4 DECEMBER 1971, Page 17

Down and outcast

Gillian Freeman

Down and Out in Britain Jeremy Sandford (Peter Owen £2.75) Outcast London Gareth Stedman Jones (OUP £4.50) The assistance of the police was requested by the owner . . . and the desperate character of those obstructing the carrying out of the order may be imagined when 15 or 20 constables were required . . . to assist the landlord in ejecting those who were living there.

They are destitute. The only possessions they have are the clothes they are wearing. It Is disgraceful. Bureaucracy gone mad. The Council spared no thought for these children. This family was £35 behind with the rent. The husband . . . had had a nervous breakdown a few days before the eviction.

In York Court many of the poor, wretched occupants, after having been turned out of their miserable homes, stole back again and remained there until a greater proportion of the woodwork of the house had been used for fires to warm them.

Certainly my play Cathy was about Britain's intolerable housing lists. But it was about other things too, more important things. It was about compassion and it was about that curious scheme of values which results in local authorities turning people out of " inadequate " accommodation which in other countries would have at any rate kept them together.

No prizes for guesing the last authorship; and the others are, in order, the Medical Officer of St. George in the East, an NSPCC Inspector from Newport and a journalist writing in a publication called Charity Organisation Reporter. The most chilling aspect of their similarities is that two of the incidents are separated from the third by a century. The Newport affair is on the current files and quoted by Jeremy Sandford in Down and Out in Britain. The other evictions took place in 1872 and 1876 and are referred to in Outcast Landon, a book

dealing with the Victorian poor. The Medical Officer, describing the scene in the aptly named Perseverance Place, was concerned with the enforcement of the Torrens Act, a law brought in to give authority to local health officers to condemn houses as unfit for human habitation, order the owners to make repairs at their own expense and, in some cases, have the houses demolished (again at their own cost).

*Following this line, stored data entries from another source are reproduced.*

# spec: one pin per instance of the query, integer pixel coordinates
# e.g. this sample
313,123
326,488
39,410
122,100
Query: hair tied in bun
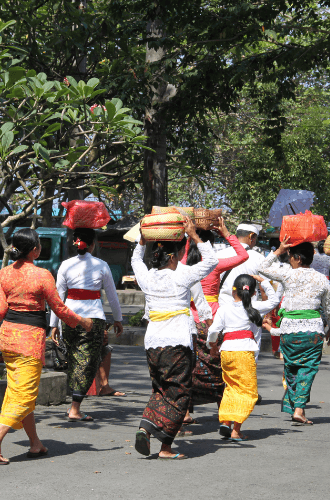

Nowadays we have the Welfare State, and we don't charge property owners for enforced demolition. Instead we rehouse the occupants and if we are not able to rehouse them in the preconceived manner we think fitting, we neatly segment the family units. Sometimes we leave the parents to find accommodation while we hold the children "in care," or have them fostered. (We don't always make a point of keeping siblings together.) Sometimes we split it in another way, placing the mother and children in an institution, keeping the father on the outside, imposing visiting hours as if the family were imprisoned for their wrong of being homeless.

The damage done to the fabric of a family caused by such treatment may well be inconceivable. Children in care as a result of homelessness can be recognised by us because of their very great instability. (A worker in a Borough Children's Home.)

Jeremy Sandford chronicles case after case and his research makes desolating reading. His concern is far-reaching and extends to all the despairing individuals who slip through the holes in the Welfare net or, often worse, become enmeshed in it. Old people, particularly, struggle ineffectually against the system. Sandford writes of one man who was removed "in his own interests" from a primitive dwelling where he was happily living. The centrally-heated Old People's Home was no compensation for personal freedom and he ran away, like a boy from school. He hid up for a while, until he thought he was no longer missed, and returned to his shack only to find—an ironic addendum--it had ben made uninhabitable. It costs £676 a year to keep an old person in a Home.

I asked him whether he would like me to take up his cause by contacting local officials or even writing a newspaper article about him . . . the old man was, however, of the opinion that any action which brought his whereabouts to the notice of the authorities or reminded them of his case would have an unfortunate ending.

Society has to learn which citizens to leave alone, which to provide for and how.

Neither Down and Out in Britain nor Outcast London could be recommended for its prose style. Outcast London was written as a thesis and, although amended, reads as such: a dry, lucid, painstakingly researched study with •over thirty statistical tables and charts. The strength of Jeremy Sandford's book lies not only in the horrific accumulation of social injustices, but also in its television forerunners, Edna and Cathy. These plays aroused the social conscience of the nation, and Sandford's widespread impact as a reformer exceeds anyone else's, Dickens and Orwell included. If the medium is the message, there is no doubt that Jeremy Sandford is McLuhan's man. He has proved the medium; this book Is the mopping-up operation after the resistance has been broken by attack.